Data is important for the purposes of determining community and primary prevention responses to family violence. Support services need to be available for all persons affected by family violence, including the children and young people who reside in homes where family violence occurs. Indicative levels of family violence are also important for government and policymakers to assess levels of communication, education and health service provision required for the community at large.

For FVIP partner agencies, knowledge of the incidence of family violence is critical for allocating resources to operational areas. Of the FVIP agencies, only DVCS and the Family Violence Team within the ODPP are concerned with family violence as their core business. For all other agencies, addressing family violence is only part of their role. The data shows a consistent flow of cases and persons through the court and police processes. On average, seven incidents of family violence are recorded by ACT Policing per day. Each of these incidents would require the attendance, or notification, of DVCS and considerable operational time from ACT Policing dedicated to evidence collection. The number of child concern notifications to Care and Protection Services is also affected by incidence of family violence. In 2007–08, 65 percent of DVCS attended crisis visits had children or young people residing in the home.
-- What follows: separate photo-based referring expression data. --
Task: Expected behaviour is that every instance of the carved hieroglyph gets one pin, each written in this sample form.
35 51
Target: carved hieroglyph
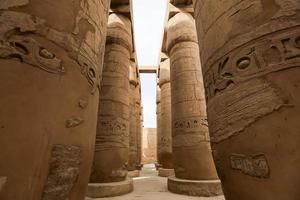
112 139
191 149
50 60
165 137
250 51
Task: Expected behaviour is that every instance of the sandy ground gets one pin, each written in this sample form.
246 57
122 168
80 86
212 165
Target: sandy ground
149 186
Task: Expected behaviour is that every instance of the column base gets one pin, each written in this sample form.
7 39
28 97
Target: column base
133 174
205 188
99 190
165 172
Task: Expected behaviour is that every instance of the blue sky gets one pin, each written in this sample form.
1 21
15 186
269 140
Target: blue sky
148 19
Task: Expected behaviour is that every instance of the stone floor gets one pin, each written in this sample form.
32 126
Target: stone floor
149 186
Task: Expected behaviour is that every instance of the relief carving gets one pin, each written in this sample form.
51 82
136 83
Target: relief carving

Considerable time is also expended by both the ODPP and courts in presenting evidence and hearing family violence matters. Over the 10 year period of the FVIP, an average of 214 defendants per year have been convicted of family violence offences in the Magistrates’ Court. From a total of 68 family violence convictions in 1998–99, the number has risen by 238 percent. An additional 38 matters on average per year have been referred to the Supreme Court. These data demonstrate not only a considerable amount of operational time but also, to some extent, the success of the specialist jurisdiction and court processes.

While these data provide some information to assist FVIP partner agencies to make operational decisions, they are not able to provide contextual information to determine, beyond an indication, if what the FVIP seeks to achieve is being accomplished.

Fluctuations in the number of defendants per year could be attributed to either fewer incidences of family violence or less reporting. The apparent increase in Children’s Court defendants could signify an increase in family violence behaviours by this age group, increased reporting or changes to police or prosecution responses to alleged incidents.

There is some evidence from these data that partner agencies are working together towards the common purposes of the FVIP. Police are attending the vast majority of incidents that are reported. Charges are being laid and formal resolution is occuring. DVCS is providing early victim support. It also appears, from the range of charges pursued and numbers of defendants appearing before the court, that prosecution is being rigorously undertaken. Offenders are being held accountable by the court, in a timely manner and ACTCS is providing an intervention program. All of these undertakings should contribute to the primary FVIP purpose of improving victim safety.